Nan knew why. The search was useless.
She wouldn't think of it, Nan told herself. Not here, not now, and possibly not ever. Nor would she think what it meant—or didn't mean—that Julian Britton claimed to be engaged to her daughter.
Nan paused at the staircase that led to the private upper floor of the house where the family's quarters were. Her hands felt slick on the carrier bags, which she held to her chest. Her heart seemed to pound in tandem with her husband's tread. Go to bed, she told him silently. Please, Andy. Turn out the lights.
He needed sleep. And the fact that he was starting to go numb again told her just how badly he needed it. The advent of a detective from Scotland Yard hadn't resulted in a mitigation of Andy's anxiety. The departure of that same detective had only increased it. The numbness in his hands had begun to travel up his arms. A prick of a pin brought no blood to the surface of his skin, as if his whole body were shutting down. He'd managed to hold himself together while the police were present, but once they'd left, he'd fallen apart. That was when he'd said he wanted to start going through the diaries. If he withdrew from his wife into his den, he could hide the worst of what he was experiencing. Or so he thought.

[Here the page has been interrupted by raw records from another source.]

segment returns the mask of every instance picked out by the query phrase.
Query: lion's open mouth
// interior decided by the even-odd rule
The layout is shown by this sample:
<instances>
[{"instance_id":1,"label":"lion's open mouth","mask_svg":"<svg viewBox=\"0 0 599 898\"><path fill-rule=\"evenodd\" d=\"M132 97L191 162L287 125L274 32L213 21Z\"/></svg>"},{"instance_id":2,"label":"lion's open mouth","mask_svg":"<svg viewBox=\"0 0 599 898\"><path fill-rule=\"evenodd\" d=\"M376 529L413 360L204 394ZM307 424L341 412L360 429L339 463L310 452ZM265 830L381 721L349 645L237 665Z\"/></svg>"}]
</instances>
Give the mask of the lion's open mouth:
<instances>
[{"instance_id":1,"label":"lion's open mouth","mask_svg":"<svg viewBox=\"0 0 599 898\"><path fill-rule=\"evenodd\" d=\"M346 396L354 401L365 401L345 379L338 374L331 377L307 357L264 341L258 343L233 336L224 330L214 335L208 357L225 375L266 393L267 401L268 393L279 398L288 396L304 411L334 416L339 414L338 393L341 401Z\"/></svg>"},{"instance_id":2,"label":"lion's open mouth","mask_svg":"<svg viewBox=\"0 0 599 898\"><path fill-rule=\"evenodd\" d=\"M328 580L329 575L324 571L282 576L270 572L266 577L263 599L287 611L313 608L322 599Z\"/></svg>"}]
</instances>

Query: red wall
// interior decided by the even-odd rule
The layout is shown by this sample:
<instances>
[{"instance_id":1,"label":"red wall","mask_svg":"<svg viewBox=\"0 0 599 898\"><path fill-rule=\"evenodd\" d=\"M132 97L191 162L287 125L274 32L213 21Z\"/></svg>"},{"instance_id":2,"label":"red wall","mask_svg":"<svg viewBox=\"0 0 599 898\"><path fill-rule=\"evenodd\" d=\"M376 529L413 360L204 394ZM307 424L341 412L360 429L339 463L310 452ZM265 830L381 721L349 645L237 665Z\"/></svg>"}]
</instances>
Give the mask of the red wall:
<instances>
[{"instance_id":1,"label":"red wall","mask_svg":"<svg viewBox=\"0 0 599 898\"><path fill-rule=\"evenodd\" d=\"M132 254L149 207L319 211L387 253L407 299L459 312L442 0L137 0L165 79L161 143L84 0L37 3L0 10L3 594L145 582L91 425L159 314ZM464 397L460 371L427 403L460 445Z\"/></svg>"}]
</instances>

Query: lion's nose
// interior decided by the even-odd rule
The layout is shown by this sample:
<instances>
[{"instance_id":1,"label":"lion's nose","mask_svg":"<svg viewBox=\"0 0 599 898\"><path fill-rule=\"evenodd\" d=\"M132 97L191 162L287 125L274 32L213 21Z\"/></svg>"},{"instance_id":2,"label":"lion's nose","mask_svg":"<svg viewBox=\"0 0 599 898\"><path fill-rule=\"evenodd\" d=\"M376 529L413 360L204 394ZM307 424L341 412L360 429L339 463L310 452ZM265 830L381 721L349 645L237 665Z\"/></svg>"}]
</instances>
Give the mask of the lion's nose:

But a husband and wife should be able to help each other through something like this, Nan argued in the stillness. What's happening to us that we're facing it alone?
She had tried to replace conversation with concern earlier in the evening, but Andy had sloughed off her solicitous hovering, consistently refusing her offers of heating pads, brandy, cups of tea, and hot soup. He'd also avoided her attempts to massage some feeling back into his fingers. So ultimately, everything that might have been spoken between them went unsaid.